The VirtualBox now is installed and the network is set.

Starting the virtual machine

In the VirtualBox, the virtual machine is imported via File > Import Appliance > Select .ova file.

Alternatively, you can double-click on the provided .ova file. The machine will automatically be added to the VirtualBox VM Manager.

The machine has predefined settings for disk, CPU and memory.

Once the machine has been imported it will show up in the Manager application.

Start the virtual machine by clicking Start on the top left.

Info: The machine description can be found on the Description tab (right-click on Machine > Settings > General > Description).

Troubleshooting

In case of the following error, proceed as described below.

Error

Click Change network setting and select the VirtualBox Host-Only Ethernet Adapter which has been configured in Step 8 above.
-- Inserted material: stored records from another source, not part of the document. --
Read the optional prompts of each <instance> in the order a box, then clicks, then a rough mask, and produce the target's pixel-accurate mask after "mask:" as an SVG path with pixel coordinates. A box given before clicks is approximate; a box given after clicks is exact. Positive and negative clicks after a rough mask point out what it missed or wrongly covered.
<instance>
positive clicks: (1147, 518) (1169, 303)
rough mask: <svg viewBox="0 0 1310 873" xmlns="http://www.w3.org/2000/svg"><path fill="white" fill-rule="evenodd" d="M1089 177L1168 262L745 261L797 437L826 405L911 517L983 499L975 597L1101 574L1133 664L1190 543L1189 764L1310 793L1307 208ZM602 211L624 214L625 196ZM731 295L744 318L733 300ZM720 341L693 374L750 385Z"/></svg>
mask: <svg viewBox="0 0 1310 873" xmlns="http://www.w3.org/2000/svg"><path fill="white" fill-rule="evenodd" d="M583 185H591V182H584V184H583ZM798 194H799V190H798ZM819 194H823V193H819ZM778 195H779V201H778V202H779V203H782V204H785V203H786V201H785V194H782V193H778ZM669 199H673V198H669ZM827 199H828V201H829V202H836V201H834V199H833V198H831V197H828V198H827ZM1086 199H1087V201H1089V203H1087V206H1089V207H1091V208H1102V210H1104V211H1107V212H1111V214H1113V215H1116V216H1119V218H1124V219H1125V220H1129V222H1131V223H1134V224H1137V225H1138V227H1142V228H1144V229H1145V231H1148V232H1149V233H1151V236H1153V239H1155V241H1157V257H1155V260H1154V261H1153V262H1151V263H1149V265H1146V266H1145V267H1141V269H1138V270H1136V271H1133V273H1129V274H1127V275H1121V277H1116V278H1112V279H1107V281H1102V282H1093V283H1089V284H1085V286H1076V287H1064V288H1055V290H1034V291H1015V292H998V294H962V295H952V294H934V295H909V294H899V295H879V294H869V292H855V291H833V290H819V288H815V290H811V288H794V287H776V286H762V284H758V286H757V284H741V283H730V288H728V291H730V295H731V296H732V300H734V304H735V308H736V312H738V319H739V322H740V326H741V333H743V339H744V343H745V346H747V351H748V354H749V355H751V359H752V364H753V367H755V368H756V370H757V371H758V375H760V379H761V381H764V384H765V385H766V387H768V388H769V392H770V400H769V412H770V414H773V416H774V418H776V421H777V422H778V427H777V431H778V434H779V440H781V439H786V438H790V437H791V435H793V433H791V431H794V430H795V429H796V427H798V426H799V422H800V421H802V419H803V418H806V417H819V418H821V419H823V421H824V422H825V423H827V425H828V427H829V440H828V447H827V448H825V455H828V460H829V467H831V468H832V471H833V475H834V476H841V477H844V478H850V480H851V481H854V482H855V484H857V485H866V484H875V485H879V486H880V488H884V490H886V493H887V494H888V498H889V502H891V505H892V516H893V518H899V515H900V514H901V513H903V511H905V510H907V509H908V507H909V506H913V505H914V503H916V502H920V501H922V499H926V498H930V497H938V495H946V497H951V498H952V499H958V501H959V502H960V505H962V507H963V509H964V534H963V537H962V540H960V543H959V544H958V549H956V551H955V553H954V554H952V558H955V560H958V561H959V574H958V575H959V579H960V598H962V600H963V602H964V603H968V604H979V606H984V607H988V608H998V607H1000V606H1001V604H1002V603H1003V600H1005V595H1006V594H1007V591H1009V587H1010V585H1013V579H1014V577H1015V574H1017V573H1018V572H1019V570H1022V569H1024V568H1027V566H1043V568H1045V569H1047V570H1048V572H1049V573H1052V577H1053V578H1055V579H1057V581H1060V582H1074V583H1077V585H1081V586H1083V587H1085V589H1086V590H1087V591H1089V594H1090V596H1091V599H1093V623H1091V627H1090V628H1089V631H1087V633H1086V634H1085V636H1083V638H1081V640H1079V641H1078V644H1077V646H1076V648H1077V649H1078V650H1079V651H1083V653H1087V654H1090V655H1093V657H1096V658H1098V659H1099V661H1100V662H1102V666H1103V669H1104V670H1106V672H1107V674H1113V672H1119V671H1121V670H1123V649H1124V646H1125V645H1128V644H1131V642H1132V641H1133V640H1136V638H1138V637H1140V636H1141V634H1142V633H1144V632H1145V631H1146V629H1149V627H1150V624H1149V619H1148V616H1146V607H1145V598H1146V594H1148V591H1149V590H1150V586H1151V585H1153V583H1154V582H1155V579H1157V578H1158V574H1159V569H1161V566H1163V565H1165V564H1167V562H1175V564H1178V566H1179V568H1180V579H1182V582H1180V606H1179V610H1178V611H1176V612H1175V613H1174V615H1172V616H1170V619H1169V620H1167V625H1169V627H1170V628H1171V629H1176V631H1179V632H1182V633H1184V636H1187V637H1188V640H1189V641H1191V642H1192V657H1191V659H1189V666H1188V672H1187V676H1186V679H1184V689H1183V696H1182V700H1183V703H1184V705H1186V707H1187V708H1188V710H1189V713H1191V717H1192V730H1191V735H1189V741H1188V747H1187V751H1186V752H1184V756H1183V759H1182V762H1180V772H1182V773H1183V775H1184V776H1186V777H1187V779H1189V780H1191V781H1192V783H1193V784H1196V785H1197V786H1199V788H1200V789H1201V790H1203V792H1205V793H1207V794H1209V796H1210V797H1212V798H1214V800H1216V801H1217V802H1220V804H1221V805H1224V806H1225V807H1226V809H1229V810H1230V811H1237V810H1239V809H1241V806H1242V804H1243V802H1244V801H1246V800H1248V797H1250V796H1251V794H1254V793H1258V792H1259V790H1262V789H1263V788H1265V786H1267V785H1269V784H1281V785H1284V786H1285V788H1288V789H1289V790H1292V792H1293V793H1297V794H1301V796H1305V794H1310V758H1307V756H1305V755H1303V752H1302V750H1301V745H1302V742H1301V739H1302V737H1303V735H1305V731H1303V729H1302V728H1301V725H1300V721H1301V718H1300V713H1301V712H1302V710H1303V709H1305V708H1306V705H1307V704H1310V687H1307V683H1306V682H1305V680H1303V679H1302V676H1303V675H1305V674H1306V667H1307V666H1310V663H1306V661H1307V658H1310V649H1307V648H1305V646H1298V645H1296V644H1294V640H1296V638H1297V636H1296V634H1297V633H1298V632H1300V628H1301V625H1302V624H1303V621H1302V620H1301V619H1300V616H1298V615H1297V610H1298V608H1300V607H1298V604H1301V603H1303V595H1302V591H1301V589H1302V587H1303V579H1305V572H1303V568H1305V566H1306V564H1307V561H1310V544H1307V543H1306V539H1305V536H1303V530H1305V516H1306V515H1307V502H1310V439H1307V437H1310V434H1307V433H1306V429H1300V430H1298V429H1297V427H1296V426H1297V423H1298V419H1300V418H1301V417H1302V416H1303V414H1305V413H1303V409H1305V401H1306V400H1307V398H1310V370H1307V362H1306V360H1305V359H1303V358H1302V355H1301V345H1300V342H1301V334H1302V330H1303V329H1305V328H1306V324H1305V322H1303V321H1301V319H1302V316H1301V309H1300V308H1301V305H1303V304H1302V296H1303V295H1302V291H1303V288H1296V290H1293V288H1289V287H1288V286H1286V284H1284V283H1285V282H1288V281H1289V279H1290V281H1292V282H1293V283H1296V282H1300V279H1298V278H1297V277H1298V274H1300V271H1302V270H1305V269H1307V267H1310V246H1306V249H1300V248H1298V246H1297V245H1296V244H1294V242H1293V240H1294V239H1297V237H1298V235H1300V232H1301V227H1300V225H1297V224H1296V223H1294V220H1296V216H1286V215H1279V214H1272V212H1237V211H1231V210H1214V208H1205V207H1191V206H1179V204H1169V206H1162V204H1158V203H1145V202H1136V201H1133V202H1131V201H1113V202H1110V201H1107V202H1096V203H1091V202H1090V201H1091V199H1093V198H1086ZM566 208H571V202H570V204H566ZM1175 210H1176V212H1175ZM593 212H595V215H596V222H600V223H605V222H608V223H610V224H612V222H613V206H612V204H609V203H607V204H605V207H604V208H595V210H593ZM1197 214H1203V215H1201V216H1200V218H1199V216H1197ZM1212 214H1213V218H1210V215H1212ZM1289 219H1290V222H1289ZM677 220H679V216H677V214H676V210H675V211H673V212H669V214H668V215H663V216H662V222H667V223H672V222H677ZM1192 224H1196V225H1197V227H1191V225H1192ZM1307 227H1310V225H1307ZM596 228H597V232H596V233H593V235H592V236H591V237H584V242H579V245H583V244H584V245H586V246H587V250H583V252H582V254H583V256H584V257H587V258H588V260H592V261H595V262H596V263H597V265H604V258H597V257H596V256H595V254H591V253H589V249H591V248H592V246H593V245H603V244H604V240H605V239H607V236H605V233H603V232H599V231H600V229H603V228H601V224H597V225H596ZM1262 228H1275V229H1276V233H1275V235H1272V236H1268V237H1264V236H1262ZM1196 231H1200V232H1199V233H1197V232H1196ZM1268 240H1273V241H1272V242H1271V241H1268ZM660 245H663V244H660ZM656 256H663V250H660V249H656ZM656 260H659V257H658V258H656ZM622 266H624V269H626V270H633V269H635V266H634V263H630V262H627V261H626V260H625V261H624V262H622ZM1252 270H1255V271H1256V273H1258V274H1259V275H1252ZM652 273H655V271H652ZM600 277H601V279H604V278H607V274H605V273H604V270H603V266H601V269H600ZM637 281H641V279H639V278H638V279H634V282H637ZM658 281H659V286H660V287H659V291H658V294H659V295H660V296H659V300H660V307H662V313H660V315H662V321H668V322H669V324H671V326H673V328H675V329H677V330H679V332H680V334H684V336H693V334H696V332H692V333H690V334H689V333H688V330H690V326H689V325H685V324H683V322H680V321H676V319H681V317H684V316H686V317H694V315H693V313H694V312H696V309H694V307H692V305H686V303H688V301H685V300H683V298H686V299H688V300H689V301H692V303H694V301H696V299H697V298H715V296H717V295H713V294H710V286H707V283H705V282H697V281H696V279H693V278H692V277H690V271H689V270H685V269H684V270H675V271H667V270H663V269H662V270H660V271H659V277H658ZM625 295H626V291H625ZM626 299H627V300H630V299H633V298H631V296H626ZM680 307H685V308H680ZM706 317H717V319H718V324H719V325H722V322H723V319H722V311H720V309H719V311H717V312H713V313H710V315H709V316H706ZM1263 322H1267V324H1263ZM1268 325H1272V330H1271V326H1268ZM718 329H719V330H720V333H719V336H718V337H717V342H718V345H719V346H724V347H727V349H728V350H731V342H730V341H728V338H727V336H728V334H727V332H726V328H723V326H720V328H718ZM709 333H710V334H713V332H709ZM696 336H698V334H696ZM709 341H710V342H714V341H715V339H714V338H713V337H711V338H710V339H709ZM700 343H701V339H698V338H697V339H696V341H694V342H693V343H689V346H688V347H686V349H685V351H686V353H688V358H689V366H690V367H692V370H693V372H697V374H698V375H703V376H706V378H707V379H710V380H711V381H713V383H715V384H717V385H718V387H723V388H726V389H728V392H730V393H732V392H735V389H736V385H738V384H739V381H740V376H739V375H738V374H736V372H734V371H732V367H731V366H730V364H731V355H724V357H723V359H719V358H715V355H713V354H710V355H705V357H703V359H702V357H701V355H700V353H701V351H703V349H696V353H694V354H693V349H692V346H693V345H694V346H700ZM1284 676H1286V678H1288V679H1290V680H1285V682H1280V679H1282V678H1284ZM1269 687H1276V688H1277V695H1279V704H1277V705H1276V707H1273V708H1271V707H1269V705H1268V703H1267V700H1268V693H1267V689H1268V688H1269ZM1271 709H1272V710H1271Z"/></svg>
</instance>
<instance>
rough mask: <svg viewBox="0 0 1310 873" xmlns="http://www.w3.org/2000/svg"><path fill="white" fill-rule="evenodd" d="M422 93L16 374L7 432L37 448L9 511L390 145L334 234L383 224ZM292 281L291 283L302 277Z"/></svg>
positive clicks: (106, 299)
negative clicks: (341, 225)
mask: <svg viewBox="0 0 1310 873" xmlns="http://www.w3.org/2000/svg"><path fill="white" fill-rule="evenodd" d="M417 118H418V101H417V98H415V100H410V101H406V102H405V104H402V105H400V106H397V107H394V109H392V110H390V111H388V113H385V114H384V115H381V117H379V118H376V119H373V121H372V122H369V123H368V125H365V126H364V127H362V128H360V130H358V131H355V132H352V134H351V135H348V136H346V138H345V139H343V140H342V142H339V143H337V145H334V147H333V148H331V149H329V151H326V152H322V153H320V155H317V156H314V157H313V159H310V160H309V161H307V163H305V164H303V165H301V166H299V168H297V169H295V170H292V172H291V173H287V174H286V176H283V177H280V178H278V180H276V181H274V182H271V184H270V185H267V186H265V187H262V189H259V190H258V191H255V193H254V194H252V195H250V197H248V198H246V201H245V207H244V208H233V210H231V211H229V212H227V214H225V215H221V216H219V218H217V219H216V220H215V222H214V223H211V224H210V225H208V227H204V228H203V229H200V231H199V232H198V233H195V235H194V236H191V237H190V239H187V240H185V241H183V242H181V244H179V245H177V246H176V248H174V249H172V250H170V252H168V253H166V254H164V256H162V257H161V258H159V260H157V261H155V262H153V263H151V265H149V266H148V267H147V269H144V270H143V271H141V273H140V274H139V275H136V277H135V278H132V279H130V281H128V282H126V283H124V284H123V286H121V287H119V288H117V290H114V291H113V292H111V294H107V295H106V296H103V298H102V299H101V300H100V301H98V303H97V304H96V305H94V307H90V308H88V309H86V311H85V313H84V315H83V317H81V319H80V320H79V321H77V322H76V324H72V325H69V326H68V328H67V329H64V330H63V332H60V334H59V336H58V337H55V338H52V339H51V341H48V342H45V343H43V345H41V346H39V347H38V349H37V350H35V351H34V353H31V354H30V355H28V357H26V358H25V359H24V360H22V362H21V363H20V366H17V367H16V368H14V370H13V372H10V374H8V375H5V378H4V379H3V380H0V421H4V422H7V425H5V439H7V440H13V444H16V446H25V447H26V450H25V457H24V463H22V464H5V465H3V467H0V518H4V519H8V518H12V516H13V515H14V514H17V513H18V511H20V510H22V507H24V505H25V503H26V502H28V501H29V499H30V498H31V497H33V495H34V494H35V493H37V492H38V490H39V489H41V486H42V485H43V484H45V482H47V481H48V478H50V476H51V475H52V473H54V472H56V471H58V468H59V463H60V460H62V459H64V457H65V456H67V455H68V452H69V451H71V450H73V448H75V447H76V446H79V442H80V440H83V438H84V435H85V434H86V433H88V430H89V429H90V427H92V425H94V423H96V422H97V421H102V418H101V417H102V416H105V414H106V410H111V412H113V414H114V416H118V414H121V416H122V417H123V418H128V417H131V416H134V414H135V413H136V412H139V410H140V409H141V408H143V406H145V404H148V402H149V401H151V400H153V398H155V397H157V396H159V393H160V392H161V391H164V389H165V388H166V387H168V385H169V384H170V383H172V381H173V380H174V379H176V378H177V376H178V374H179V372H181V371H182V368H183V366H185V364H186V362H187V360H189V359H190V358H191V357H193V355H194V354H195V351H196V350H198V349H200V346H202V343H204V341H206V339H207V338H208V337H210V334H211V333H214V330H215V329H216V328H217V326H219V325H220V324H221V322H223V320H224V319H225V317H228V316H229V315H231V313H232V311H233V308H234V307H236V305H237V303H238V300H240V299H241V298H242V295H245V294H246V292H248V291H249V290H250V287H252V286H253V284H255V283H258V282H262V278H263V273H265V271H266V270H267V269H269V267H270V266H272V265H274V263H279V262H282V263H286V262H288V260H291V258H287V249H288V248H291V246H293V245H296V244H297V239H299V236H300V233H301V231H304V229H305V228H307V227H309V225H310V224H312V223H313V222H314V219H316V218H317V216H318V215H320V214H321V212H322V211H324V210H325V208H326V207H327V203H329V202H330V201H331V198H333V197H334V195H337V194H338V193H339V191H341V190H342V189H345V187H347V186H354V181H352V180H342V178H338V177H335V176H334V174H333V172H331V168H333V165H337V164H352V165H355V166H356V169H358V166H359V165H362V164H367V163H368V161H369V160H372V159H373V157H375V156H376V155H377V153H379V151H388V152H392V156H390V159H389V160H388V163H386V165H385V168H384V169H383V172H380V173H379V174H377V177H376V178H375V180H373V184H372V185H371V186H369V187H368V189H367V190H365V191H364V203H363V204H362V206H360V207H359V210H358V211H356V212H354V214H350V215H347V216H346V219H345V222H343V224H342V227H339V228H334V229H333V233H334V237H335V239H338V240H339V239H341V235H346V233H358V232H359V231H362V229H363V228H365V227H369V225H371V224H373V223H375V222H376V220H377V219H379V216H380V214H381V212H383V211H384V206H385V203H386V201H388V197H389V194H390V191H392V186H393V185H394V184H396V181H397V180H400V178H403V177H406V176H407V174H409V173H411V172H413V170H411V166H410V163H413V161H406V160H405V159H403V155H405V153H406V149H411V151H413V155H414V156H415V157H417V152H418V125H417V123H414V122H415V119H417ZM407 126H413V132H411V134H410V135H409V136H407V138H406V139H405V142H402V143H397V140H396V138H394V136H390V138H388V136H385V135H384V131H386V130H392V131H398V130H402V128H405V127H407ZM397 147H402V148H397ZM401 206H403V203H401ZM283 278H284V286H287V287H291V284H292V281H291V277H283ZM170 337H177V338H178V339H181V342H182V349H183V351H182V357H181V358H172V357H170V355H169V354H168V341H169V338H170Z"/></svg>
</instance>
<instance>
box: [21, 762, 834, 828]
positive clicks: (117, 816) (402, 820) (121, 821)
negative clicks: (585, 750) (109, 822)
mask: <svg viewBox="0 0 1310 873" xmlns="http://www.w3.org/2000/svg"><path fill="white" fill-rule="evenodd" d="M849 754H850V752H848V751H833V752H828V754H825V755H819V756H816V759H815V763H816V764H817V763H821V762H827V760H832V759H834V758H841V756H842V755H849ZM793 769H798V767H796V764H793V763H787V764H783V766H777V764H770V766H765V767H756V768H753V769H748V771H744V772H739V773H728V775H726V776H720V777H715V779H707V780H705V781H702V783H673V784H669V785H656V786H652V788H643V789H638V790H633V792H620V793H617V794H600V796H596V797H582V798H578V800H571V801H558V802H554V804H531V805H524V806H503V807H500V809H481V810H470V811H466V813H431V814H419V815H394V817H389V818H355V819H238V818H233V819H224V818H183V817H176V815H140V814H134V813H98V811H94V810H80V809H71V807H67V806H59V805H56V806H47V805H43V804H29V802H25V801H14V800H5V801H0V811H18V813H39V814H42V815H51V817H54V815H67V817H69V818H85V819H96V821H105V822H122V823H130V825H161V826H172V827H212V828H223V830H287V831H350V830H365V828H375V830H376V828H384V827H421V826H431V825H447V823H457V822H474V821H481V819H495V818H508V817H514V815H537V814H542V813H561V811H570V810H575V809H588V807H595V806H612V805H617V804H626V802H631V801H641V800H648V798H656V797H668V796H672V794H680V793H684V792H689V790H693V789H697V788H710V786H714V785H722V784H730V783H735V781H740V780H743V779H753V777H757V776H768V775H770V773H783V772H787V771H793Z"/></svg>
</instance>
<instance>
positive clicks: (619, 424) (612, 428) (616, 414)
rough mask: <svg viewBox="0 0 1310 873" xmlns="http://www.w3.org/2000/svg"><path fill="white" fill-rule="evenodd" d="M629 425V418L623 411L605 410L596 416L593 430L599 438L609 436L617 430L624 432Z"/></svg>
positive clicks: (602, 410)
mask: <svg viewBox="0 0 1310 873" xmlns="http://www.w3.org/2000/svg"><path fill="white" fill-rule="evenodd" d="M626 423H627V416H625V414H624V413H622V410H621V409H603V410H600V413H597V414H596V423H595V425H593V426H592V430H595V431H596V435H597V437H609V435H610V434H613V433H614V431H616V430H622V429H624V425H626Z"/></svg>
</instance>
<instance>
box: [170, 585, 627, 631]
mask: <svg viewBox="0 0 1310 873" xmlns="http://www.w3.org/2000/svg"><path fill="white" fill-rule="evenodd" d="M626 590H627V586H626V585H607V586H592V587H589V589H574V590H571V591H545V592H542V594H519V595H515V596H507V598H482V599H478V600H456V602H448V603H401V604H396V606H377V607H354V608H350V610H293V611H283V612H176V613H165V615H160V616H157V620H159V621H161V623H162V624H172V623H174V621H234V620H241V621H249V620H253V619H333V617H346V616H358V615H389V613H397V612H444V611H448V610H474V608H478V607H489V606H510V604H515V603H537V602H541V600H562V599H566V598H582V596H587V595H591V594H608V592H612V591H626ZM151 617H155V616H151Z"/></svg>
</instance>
The VirtualBox metadata files for VM appliance keep the “VirtualBox Host-Only Ethernet Adapter” name based on the host OS. If this adapter name differs with what is bundled in Cumulocity IoT Edge, it has to be manually selected.

Setting up port forwarding

Follow the steps below, to setup port forwarding.

  1. In the Virtual Box, click Machine Tools in the top right.

  2. Click Settings in the top left. Under settings, click Network, open the network you previously created and then click Port forwarding.

  3. In the Port Forwarding Rules window, click the plus icon. Add the following details for HTTP:
    Name: HTTP
    Protocol: TCP
    Host IP: The Operating System IP address on which Edge VM is running.
    Host port: 80
    Guest IP: The Edge VM IP address which is always 192.168.56.120.
    Guest port: 80

  4. Follow the same steps and add details for other incoming and outgoing traffic, see Prerequisites > Network connectivity. Once all port details have been added, it should look similar to the following screenshot:

  5. Click OK in the Port Forwarding Rules window and then in the Settings window to complete port forwarding on Edge VM.